I read this book pretty soon after its release and quickly became a fan. It is a thin book (literally…only about 160 pages) that sums up the history of the Christian church, submits a framework that maps the various expressions of Christianity we find in North America at this moment, and begins to suggest where we might be going in the future. (obviously ambitious goals for a 160 page book). Tickle’s assertion is that every 500 years, the church specifically, and the culture more generally, cleans out its attic…has a “rummage sale”. (Rome, Gregory the Great, Great Schism, Great Reformation, etc.) Tickle submits that we are in another rummage sale…the Great Emergence. If you read the book as an academic treatise, you’ll be disappointed. However, it is an observation of the western church from the perspective of a person whose job it has been to observe the western church. I think Tickle has been observant indeed and we need to wrestle with the frameworks she presents.
Some impressions of the event:
Overall, it was a really good meeting for me personally. I felt totally at home among the “emergents” gathered, regardless of their tribe (there were Episcopalians, Presbyterians, Methodists, a couple of Baptists and some others that were not identified)…I would estimate 300 or so people in all. The common ground was a group of people who gladly identify themselves as followers of Jesus and who have in common an ethos that’s been tagged “emergent”.
At the same time, the whole meeting felt somewhat pretentious.
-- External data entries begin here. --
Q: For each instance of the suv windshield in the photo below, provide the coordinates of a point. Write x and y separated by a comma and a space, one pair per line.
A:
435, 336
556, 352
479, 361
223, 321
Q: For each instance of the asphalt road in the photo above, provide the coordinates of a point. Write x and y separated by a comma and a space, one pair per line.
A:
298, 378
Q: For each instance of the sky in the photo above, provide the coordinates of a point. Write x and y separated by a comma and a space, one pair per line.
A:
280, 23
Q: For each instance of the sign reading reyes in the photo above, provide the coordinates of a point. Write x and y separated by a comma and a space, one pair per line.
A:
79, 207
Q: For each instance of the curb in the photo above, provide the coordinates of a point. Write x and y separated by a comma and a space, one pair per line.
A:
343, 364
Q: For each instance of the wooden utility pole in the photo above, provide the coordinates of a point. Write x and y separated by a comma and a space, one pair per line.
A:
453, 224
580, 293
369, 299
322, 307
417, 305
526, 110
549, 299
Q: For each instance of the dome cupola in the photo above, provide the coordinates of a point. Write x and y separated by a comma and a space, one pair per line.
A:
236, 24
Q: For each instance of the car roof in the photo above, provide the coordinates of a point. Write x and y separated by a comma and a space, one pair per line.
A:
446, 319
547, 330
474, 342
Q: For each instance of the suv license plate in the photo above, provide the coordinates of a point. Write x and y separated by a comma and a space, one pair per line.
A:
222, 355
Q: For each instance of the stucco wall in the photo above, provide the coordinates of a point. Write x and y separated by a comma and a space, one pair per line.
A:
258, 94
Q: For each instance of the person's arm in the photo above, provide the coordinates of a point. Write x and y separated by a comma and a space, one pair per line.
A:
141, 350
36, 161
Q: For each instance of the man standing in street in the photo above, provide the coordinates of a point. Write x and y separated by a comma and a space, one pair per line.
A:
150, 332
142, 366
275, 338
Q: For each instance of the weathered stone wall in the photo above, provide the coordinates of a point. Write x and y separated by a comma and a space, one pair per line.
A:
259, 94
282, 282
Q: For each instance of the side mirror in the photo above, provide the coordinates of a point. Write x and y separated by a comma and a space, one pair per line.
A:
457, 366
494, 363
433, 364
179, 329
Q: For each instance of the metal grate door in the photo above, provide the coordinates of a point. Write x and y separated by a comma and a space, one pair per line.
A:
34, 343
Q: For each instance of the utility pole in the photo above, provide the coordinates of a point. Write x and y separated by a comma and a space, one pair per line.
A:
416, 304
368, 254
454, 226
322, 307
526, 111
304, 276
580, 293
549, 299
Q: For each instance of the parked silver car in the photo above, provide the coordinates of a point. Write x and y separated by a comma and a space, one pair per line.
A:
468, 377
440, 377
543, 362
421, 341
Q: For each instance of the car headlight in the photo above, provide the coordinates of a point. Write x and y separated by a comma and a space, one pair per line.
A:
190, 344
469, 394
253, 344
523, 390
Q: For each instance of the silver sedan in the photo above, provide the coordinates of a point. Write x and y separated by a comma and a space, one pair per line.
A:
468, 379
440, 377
Several statements claiming the significance of the meeting rang rather hollow to me. While I would totally agree that there is something to the whole idea of a Great Emergence, I hardly believe the event I attended could be compared with Luther’s post on a door at Wittenberg. (in fairness, it was never billed as that). Whether it will hold such significance or not will depend on the movement inspired by this ethos.
At it’s worst, “emergent, et.al.” is merely a cooler, more hip form of western consumer Christianity. However at it’s best, it is a community of people re-engaging a way of life formed by following Jesus into our broken world…tackling the biggest, most daunting problems our world is currently facing. It might turn out to be a quixotic endeavor…or it might be prophetic! My cynicism rests in the former. My hope rests in the latter.